The stock markets trended stronger, particularly in the USA and Switzerland. Defense stocks benefited from the Europeans' commitment to invest more heavily in defense. The Chinese stock market showed record fluctuations. First, the Chinese market lost significantly due to concerns about entanglements with the Russian war campaign as well as the unremitting regulatory interventions, before it recovered massively thanks to concessions by the government. Chinese Internet stocks lost more in the 13 months prior than U.S. tech companies did during the dotcom bubble. Alibaba's stock posted its biggest daily gain (+36.7%) since its IPO, but remains down over 8% for the year. Japan's Nikkei225 bullish by over 4%. The Swiss stock market gained +2.4%. The Russian stock market resumed trading after a record-long almost one-month break. Since the beginning of the year, the index has lost over 35%.
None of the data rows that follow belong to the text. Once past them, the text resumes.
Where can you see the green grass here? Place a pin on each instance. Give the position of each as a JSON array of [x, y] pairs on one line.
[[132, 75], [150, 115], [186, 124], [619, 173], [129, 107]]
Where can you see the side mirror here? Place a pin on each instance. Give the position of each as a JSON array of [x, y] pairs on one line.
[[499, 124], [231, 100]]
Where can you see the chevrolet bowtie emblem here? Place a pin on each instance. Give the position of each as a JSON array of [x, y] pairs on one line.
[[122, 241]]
Global bonds lost across the board: 10-year U.S. Treasuries reached an interim expiration yield of 2.55%. Swiss government bonds yielded 0.54% at the end of the month. The US yield curve is inverted at different maturities. Inverse yield curves often point to a recession in the coming months.
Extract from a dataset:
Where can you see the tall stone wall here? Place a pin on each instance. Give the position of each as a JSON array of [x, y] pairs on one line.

Due to the very loose Japanese monetary policy compared to the global trend and the additional immense government stimulus measures, the Japanese yen depreciated significantly. Against the USD, it was as weak as it had been since 2015, and against the Swiss franc the yen cost less than 75 Swiss cents at times. Commodities continued to rise almost without exception. In particular, the price of energy materials such as gas (+27%) and oil (+4.7%) continued to climb inexorably. Precious metals were only little strongly sought (gold +1.5%).
The outlook remains very gloomy due to the difficult-to-predict inflationary tendencies, which are reinforced by the war. In terms of monetary policy, the tide has clearly turned - global central banks will visibly withdraw liquidity from the market in order to bring inflation under "control". This is not an optimal environment for equities, but even less so for bonds. We therefore favor equities over bonds and diversify within equity investments across defensive sectors that have sufficient pricing power. Precious metals offer protection against further geopolitical escalation and inflation shocks. A tactically overweighted liquidity ratio continues to make sense in view of the acute risks and still high valuations of financial assets.